USV Swarm | Haibin Shao（邵海滨）

State-of-the-art

Distributed Architecture & LPI/LPD Communications: Shifting from centralized to hybrid “perception-communication-control-decision” architectures. Recent naval exercises (e.g., Silent Swarm 2025) demonstrate smart beam-hopping radios achieving 3× LPI/LPD improvements and 60× instantaneous bandwidth, though 85.4% of studies remain simulation-only.
Adversarial Swarm Intelligence: Hybrid GAT-Transformer frameworks (Adv-TransAC) enable spatiotemporal meta-reinforcement learning for multi-USV adversarial games, showing emergent cooperative behaviors such as risk-aware interception. Human preference-based RL (RLHF) is also integrated via agent-level binary feedback to encode tacit expert knowledge.
COLREGs-Compliant Collision Avoidance: CoDAC framework combines cross-modal fusion, incremental dynamic community detection, and an improved velocity obstacle model (IVO-DWA) to achieve 96.7% emergency avoidance success and COLREGs compliance, a 26.7% improvement over traditional methods.
Cross-Domain Heterogeneous Swarms: Layered “cyber-physical” frameworks (UAV-USV-UUV) demonstrate task decomposition, formation coordination, and low-level control synergy. UAVs provide wide-area surveillance and relay, while USVs act as surface maneuver nodes – however, system-level multi-domain deployment remains unrealized.
Simulation-Centric Validation: Most USV swarm studies (e.g., using ROS/Gazebo, Unity3D) are confined to virtual environments due to realistic ocean uncertainty, communication dynamics, and safety constraints. System-level sea-trial validation is the most critical bottleneck.

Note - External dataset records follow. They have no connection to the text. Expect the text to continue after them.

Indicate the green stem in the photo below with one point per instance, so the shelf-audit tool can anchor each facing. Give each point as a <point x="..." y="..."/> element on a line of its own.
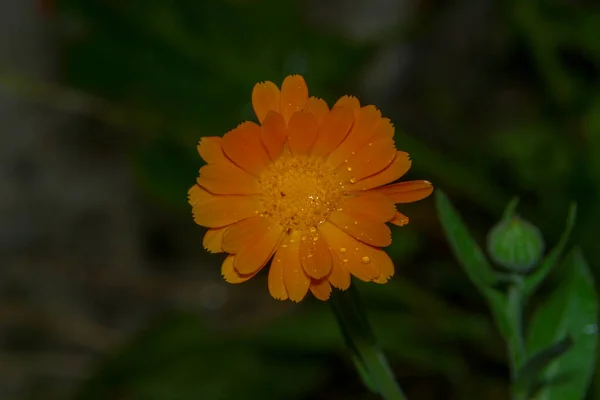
<point x="368" y="358"/>
<point x="516" y="341"/>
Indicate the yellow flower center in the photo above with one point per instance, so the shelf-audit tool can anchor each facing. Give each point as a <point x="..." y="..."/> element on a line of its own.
<point x="300" y="192"/>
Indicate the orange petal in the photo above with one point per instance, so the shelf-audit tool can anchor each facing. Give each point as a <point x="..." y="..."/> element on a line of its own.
<point x="295" y="279"/>
<point x="348" y="254"/>
<point x="372" y="204"/>
<point x="339" y="276"/>
<point x="399" y="219"/>
<point x="362" y="227"/>
<point x="227" y="179"/>
<point x="320" y="289"/>
<point x="273" y="134"/>
<point x="197" y="194"/>
<point x="219" y="211"/>
<point x="385" y="129"/>
<point x="395" y="170"/>
<point x="384" y="264"/>
<point x="243" y="145"/>
<point x="213" y="240"/>
<point x="333" y="129"/>
<point x="302" y="131"/>
<point x="242" y="232"/>
<point x="275" y="280"/>
<point x="315" y="256"/>
<point x="317" y="107"/>
<point x="265" y="98"/>
<point x="365" y="123"/>
<point x="255" y="254"/>
<point x="368" y="161"/>
<point x="294" y="94"/>
<point x="407" y="192"/>
<point x="210" y="150"/>
<point x="348" y="101"/>
<point x="230" y="274"/>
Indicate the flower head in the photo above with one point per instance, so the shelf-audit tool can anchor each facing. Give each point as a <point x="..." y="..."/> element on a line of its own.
<point x="304" y="190"/>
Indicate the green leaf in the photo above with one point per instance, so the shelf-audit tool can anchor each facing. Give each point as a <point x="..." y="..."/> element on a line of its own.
<point x="464" y="247"/>
<point x="527" y="382"/>
<point x="477" y="267"/>
<point x="179" y="358"/>
<point x="571" y="310"/>
<point x="533" y="281"/>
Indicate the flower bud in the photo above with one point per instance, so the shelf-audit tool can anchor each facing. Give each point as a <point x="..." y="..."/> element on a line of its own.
<point x="515" y="244"/>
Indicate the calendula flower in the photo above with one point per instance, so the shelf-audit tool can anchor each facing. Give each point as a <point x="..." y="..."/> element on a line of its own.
<point x="304" y="190"/>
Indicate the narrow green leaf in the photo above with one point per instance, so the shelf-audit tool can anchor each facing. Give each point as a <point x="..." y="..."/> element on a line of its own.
<point x="533" y="281"/>
<point x="475" y="264"/>
<point x="571" y="310"/>
<point x="464" y="247"/>
<point x="527" y="382"/>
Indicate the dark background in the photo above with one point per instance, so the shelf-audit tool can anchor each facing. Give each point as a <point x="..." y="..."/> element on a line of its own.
<point x="105" y="290"/>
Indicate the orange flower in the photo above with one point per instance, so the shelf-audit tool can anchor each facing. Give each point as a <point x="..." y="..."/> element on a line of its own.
<point x="303" y="189"/>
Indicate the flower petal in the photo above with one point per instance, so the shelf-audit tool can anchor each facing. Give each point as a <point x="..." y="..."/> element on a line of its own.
<point x="407" y="192"/>
<point x="230" y="274"/>
<point x="395" y="170"/>
<point x="274" y="134"/>
<point x="219" y="211"/>
<point x="243" y="145"/>
<point x="275" y="280"/>
<point x="242" y="232"/>
<point x="227" y="179"/>
<point x="385" y="129"/>
<point x="197" y="194"/>
<point x="302" y="131"/>
<point x="333" y="129"/>
<point x="362" y="227"/>
<point x="365" y="123"/>
<point x="348" y="253"/>
<point x="321" y="289"/>
<point x="384" y="264"/>
<point x="399" y="219"/>
<point x="295" y="279"/>
<point x="315" y="256"/>
<point x="372" y="204"/>
<point x="265" y="98"/>
<point x="368" y="160"/>
<point x="255" y="254"/>
<point x="317" y="107"/>
<point x="211" y="150"/>
<point x="339" y="276"/>
<point x="348" y="101"/>
<point x="294" y="95"/>
<point x="213" y="240"/>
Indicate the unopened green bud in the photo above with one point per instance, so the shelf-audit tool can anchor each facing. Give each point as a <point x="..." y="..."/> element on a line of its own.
<point x="515" y="244"/>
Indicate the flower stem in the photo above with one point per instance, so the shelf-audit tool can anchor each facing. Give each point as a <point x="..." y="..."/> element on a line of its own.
<point x="370" y="362"/>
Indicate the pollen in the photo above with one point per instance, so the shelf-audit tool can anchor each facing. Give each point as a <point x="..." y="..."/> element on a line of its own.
<point x="299" y="192"/>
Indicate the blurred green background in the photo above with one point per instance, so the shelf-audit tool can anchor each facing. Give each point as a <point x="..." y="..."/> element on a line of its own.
<point x="491" y="98"/>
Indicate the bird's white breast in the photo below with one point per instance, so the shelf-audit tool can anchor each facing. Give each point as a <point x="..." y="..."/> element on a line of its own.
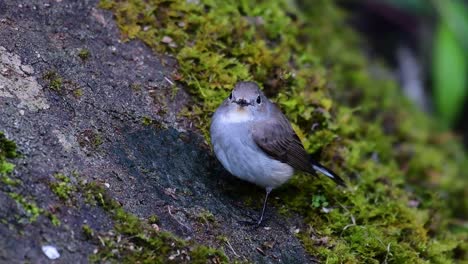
<point x="239" y="154"/>
<point x="236" y="116"/>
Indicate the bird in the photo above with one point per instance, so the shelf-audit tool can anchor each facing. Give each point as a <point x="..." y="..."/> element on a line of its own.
<point x="255" y="141"/>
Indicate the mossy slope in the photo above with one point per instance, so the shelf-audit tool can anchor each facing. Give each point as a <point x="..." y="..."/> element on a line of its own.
<point x="407" y="186"/>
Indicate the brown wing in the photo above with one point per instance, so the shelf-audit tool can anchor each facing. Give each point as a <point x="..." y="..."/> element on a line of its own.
<point x="277" y="138"/>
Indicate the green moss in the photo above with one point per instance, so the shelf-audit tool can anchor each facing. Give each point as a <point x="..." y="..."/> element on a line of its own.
<point x="87" y="231"/>
<point x="146" y="121"/>
<point x="62" y="186"/>
<point x="131" y="233"/>
<point x="407" y="186"/>
<point x="206" y="217"/>
<point x="136" y="87"/>
<point x="54" y="219"/>
<point x="78" y="92"/>
<point x="28" y="205"/>
<point x="84" y="54"/>
<point x="55" y="81"/>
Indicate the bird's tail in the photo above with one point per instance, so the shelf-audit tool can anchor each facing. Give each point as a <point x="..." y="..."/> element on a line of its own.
<point x="329" y="173"/>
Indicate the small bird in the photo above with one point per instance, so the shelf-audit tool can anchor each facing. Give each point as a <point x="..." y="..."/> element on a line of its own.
<point x="254" y="141"/>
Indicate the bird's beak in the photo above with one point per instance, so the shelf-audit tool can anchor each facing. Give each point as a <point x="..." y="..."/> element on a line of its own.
<point x="242" y="102"/>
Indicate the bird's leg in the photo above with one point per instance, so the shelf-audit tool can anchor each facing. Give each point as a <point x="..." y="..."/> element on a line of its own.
<point x="268" y="190"/>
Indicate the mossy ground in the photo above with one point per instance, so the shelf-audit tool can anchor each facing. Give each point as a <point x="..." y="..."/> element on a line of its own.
<point x="406" y="179"/>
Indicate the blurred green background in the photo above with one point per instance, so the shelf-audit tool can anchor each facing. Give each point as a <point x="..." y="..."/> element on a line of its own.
<point x="427" y="44"/>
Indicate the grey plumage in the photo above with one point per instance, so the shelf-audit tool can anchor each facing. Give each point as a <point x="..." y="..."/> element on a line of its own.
<point x="254" y="140"/>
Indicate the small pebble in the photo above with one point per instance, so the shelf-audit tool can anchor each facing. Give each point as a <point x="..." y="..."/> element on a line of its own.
<point x="51" y="252"/>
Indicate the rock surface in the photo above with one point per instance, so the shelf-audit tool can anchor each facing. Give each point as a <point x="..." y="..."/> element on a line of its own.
<point x="78" y="101"/>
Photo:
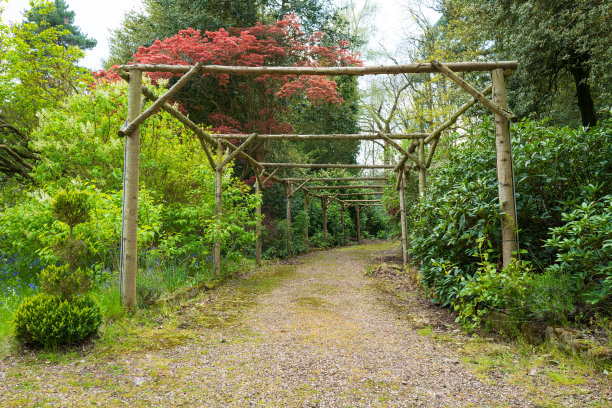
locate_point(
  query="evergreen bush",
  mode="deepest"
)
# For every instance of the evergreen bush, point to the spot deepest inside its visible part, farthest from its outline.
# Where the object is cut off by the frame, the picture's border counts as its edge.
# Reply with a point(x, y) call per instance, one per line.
point(48, 321)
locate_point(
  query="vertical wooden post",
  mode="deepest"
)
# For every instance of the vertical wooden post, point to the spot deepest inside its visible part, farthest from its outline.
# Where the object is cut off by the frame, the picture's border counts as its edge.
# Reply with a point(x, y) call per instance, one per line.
point(505, 178)
point(129, 228)
point(422, 171)
point(258, 222)
point(403, 215)
point(288, 192)
point(324, 207)
point(342, 219)
point(218, 208)
point(306, 202)
point(358, 226)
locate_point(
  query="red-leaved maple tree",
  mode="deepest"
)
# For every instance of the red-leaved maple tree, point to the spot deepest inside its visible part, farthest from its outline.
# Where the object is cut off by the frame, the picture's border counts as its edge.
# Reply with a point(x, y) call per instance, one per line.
point(240, 104)
point(246, 104)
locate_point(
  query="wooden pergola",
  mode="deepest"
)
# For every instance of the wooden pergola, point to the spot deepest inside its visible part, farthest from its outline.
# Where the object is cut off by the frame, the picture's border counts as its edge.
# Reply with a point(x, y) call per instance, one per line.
point(264, 172)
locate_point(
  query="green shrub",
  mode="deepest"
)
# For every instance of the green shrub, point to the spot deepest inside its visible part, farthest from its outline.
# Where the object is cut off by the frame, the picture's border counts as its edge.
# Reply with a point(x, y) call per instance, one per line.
point(548, 298)
point(551, 167)
point(46, 320)
point(584, 249)
point(63, 282)
point(71, 207)
point(492, 290)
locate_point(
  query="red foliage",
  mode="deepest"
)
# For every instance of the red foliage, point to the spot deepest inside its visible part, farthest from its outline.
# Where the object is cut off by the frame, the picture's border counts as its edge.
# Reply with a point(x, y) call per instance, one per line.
point(243, 104)
point(280, 44)
point(251, 182)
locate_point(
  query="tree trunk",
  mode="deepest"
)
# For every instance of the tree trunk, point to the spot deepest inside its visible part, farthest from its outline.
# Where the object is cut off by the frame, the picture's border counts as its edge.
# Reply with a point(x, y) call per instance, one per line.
point(218, 209)
point(403, 216)
point(258, 225)
point(358, 225)
point(289, 249)
point(324, 208)
point(505, 178)
point(129, 229)
point(583, 92)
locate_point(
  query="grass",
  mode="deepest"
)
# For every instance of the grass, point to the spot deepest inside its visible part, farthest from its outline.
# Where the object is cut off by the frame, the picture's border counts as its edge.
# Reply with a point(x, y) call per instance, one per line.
point(158, 279)
point(546, 373)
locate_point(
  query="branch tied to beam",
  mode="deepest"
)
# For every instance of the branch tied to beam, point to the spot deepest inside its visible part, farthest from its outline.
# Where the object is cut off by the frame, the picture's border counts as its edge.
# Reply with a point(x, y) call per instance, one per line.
point(419, 68)
point(226, 151)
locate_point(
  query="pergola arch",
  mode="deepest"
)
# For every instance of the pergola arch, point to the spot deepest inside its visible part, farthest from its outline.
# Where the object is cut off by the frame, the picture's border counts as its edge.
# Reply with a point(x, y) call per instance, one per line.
point(226, 151)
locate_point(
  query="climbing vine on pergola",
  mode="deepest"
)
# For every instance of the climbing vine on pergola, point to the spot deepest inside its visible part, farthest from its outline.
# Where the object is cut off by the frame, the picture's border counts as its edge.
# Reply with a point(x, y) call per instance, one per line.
point(264, 172)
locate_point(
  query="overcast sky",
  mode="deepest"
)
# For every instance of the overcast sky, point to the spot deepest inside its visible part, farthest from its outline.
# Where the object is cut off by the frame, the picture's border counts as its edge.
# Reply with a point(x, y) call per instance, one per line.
point(96, 18)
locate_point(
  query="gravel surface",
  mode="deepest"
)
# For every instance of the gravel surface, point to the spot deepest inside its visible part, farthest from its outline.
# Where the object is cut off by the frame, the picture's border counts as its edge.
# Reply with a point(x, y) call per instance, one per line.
point(321, 337)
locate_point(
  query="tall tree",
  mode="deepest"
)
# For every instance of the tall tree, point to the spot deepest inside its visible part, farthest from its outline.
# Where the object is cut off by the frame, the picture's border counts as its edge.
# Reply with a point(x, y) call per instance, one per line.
point(239, 104)
point(559, 44)
point(56, 15)
point(36, 72)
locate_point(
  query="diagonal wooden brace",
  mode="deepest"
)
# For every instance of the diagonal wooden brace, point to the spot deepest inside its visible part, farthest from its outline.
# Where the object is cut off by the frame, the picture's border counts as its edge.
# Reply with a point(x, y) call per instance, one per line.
point(291, 193)
point(271, 175)
point(238, 150)
point(473, 91)
point(159, 103)
point(202, 136)
point(403, 151)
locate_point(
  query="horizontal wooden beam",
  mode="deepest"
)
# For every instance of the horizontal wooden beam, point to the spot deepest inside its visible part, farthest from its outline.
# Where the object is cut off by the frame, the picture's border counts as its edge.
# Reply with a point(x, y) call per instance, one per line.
point(354, 194)
point(338, 179)
point(449, 72)
point(343, 187)
point(419, 68)
point(327, 166)
point(128, 128)
point(344, 136)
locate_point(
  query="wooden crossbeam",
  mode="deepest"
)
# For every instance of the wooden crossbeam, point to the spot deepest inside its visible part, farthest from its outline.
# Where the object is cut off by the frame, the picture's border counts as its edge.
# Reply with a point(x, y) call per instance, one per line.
point(354, 194)
point(349, 136)
point(291, 193)
point(403, 151)
point(417, 68)
point(327, 166)
point(338, 179)
point(357, 187)
point(240, 148)
point(159, 102)
point(446, 70)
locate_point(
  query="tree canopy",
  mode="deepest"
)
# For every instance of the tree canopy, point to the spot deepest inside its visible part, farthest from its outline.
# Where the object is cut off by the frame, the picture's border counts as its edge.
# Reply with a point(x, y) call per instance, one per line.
point(563, 48)
point(36, 72)
point(47, 14)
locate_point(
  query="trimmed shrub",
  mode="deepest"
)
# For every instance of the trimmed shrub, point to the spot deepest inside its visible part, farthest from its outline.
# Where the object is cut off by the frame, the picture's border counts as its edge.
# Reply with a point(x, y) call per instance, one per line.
point(46, 320)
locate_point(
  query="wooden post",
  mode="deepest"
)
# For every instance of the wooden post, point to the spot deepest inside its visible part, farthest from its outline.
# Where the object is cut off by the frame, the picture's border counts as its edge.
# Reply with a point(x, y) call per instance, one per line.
point(324, 207)
point(342, 220)
point(358, 226)
point(258, 222)
point(422, 170)
point(218, 208)
point(306, 202)
point(129, 228)
point(289, 218)
point(403, 216)
point(505, 179)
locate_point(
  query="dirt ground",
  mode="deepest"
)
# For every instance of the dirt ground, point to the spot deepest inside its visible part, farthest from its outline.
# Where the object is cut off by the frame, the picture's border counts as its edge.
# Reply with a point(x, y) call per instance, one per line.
point(316, 332)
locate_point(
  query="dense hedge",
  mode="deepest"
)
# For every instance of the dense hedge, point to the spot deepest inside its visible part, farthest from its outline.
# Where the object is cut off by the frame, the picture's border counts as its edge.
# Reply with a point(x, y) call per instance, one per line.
point(455, 231)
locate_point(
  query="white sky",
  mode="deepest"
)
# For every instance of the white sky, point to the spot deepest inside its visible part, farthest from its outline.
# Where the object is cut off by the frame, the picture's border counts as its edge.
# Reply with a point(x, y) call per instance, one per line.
point(97, 18)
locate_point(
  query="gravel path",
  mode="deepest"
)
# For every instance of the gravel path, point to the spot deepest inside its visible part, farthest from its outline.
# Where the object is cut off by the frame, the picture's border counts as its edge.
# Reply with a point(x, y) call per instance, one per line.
point(320, 338)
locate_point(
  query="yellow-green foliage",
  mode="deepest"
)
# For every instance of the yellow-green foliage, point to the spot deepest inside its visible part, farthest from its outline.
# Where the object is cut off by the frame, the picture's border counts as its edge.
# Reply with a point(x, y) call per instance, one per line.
point(71, 207)
point(63, 282)
point(46, 320)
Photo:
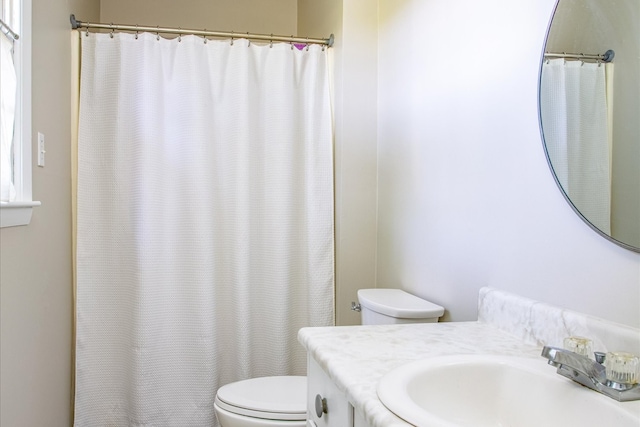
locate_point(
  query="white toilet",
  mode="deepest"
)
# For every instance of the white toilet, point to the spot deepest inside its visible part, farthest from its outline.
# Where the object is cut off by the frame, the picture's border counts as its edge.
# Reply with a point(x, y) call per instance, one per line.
point(395, 306)
point(282, 401)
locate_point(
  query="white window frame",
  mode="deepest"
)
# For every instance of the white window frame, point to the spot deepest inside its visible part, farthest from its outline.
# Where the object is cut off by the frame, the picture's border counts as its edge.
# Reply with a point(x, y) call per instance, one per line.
point(18, 212)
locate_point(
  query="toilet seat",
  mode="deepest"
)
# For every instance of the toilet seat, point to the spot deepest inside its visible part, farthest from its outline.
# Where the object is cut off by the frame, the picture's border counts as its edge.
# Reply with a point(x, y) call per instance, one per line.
point(271, 398)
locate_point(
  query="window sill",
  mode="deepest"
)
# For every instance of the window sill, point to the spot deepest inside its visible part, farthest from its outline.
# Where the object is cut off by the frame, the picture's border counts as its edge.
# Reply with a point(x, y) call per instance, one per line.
point(13, 214)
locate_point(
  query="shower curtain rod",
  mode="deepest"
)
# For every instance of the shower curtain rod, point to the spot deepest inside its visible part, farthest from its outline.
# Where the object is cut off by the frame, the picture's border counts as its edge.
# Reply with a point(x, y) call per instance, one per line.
point(75, 24)
point(8, 31)
point(605, 57)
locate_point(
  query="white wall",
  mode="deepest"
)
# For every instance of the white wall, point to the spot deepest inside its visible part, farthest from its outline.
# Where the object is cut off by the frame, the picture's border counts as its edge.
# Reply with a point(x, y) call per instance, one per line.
point(466, 198)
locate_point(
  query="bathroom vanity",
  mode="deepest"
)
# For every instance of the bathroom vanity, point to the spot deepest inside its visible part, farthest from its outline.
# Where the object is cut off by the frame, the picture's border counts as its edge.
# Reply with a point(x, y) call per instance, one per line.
point(345, 364)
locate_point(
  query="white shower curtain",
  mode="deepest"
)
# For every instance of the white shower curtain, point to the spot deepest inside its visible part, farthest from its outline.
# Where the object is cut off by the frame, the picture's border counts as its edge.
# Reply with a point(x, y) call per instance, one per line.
point(204, 221)
point(574, 110)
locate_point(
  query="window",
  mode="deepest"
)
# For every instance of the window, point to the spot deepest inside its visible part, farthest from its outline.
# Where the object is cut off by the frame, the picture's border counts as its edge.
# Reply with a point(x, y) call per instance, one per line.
point(15, 109)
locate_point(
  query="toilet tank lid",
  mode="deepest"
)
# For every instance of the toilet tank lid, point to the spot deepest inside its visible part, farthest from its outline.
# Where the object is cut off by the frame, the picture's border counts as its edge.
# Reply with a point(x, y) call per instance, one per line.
point(281, 395)
point(398, 303)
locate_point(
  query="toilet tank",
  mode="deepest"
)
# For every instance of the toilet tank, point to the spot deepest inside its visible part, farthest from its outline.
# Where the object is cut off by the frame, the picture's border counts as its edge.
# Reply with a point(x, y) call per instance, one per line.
point(394, 306)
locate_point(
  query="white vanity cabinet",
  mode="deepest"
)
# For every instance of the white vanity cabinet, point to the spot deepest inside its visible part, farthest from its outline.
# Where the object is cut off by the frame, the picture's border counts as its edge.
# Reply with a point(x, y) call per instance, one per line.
point(327, 406)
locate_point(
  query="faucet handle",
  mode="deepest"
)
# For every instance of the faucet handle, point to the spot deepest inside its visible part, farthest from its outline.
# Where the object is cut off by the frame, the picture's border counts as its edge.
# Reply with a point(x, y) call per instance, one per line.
point(622, 368)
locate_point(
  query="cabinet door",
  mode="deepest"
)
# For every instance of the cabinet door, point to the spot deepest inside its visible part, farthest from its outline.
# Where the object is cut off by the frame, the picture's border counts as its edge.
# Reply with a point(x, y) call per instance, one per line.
point(324, 398)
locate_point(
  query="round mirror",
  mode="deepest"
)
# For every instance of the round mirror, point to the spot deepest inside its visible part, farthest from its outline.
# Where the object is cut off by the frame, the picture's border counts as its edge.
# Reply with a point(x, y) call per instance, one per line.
point(589, 99)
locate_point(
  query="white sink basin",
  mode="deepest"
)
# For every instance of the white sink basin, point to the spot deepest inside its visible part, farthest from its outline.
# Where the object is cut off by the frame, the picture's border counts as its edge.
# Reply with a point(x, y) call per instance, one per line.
point(497, 391)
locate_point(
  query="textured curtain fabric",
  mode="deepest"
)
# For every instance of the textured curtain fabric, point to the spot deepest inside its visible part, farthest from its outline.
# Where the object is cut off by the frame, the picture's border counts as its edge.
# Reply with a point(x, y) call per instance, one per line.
point(573, 100)
point(204, 221)
point(7, 117)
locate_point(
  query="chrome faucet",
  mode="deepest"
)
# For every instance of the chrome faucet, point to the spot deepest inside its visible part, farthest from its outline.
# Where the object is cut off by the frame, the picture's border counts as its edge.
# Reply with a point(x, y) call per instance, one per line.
point(589, 373)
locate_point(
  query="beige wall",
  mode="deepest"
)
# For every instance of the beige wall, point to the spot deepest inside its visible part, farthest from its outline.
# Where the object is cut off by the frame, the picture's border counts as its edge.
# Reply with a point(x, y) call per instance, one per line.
point(35, 261)
point(354, 24)
point(255, 16)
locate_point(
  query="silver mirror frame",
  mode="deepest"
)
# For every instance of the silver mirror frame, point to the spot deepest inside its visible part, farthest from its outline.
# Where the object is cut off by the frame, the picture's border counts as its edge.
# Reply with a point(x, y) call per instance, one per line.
point(546, 152)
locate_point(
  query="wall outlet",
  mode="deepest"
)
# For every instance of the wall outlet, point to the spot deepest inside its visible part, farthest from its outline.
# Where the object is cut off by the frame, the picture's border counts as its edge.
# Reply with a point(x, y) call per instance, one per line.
point(41, 149)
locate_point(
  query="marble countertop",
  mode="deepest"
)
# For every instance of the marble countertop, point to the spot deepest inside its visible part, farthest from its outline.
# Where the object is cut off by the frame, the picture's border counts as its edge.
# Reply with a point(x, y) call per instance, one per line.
point(356, 357)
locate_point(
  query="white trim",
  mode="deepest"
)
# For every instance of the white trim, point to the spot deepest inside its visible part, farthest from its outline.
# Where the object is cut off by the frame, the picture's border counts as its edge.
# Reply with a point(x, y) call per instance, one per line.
point(18, 212)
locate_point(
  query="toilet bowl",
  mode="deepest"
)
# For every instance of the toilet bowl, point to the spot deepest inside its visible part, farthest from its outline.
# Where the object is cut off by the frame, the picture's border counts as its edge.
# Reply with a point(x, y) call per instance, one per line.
point(264, 401)
point(282, 401)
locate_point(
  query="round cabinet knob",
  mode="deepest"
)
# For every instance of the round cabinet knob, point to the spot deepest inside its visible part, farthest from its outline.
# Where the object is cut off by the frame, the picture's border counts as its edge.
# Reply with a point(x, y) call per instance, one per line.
point(321, 406)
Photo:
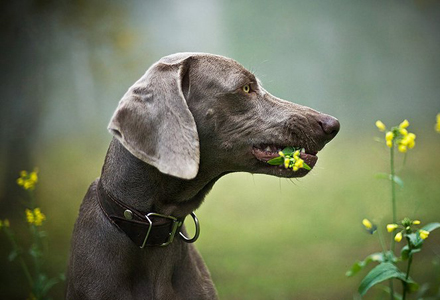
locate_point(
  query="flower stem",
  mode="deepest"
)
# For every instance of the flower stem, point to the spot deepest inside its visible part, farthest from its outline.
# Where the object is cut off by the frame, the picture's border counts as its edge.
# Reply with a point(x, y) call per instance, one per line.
point(393, 193)
point(17, 249)
point(393, 201)
point(407, 270)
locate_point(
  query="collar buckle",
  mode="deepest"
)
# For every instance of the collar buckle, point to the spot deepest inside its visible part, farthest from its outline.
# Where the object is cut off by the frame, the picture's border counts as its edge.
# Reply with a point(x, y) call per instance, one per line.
point(176, 225)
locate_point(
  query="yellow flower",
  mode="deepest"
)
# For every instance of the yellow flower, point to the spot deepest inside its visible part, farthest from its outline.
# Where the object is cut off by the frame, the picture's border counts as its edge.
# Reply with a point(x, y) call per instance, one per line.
point(367, 223)
point(398, 237)
point(404, 124)
point(389, 136)
point(403, 131)
point(29, 216)
point(35, 217)
point(411, 140)
point(423, 234)
point(28, 180)
point(381, 126)
point(286, 162)
point(402, 148)
point(392, 227)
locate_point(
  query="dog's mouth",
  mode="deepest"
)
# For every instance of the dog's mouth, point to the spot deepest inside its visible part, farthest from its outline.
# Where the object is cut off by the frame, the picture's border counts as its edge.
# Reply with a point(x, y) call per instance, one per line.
point(266, 152)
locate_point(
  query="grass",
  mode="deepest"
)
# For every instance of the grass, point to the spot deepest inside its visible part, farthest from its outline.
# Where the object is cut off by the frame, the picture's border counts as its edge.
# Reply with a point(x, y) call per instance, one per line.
point(269, 238)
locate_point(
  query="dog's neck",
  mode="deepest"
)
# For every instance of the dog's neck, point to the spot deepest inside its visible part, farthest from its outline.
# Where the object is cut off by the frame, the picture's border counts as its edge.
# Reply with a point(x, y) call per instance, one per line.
point(143, 187)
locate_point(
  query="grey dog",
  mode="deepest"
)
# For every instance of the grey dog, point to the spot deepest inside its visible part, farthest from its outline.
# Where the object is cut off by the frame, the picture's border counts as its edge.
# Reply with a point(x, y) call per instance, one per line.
point(191, 119)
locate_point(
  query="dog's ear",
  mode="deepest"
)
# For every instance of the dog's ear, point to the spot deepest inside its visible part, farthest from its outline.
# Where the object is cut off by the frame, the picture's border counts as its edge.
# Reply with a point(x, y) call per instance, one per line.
point(154, 123)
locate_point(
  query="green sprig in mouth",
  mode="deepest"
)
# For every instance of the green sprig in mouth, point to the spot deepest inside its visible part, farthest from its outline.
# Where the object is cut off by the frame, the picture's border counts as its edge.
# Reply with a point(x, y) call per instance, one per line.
point(290, 158)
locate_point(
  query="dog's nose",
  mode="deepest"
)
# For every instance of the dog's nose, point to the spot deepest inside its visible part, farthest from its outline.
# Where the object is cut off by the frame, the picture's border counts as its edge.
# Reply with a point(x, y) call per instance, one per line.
point(330, 126)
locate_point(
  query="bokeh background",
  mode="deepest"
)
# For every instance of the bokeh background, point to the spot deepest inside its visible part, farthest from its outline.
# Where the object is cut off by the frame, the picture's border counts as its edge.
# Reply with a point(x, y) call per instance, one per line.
point(65, 65)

Future Research Directions

Sim-to-Real Bridging & Hybrid Testbeds: Developing closed-loop validation platforms that integrate real ocean disturbances (nonlinear hydrodynamics, delayed fading channels, sensor noise) with simulation environments to enable continuous, scalable testing from lab to field deployment.
Unified Graph-Signal Processing Framework: Leveraging graph spectral analysis to tightly couple swarm perception, communication topology, and distributed control – enabling on-the-fly diagnosability of link failures and adaptive task reconfiguration under a single mathematical formalism.
Explainable & Safety-Aware Swarm Learning: Combining deep reinforcement learning with model predictive control (MPC) and barrier-function-based safe RL to produce verifiable, interpretable decisions for safety-critical missions (e.g., collision-free target interception).
Self-Evolving Adversarial Game Strategies: Fusing meta-reinforcement learning with game theory to enable rapid adaptation against non-cooperative, dynamically changing opponents. Curriculum learning and mirrored learning are key enablers.
Four-Dimensional (Sea-Land-Air-Undersea) Cross-Domain Integration: Moving beyond USV-centric formations to full-domain autonomous swarms with semantic-aligned data links, cross-medium communication protocols, and formal guarantees on multi-platform behavioral consistency.

Challenges: Real-time onboard LLM/transformer inference, energy efficiency under wave disturbances, scalable verification of emergent swarm behaviors, and mitigation of multi-agent policy hallucinations remain key hurdles. Interdisciplinary efforts combining marine robotics, distributed AI, and hydrodynamic modeling are critical for advancement.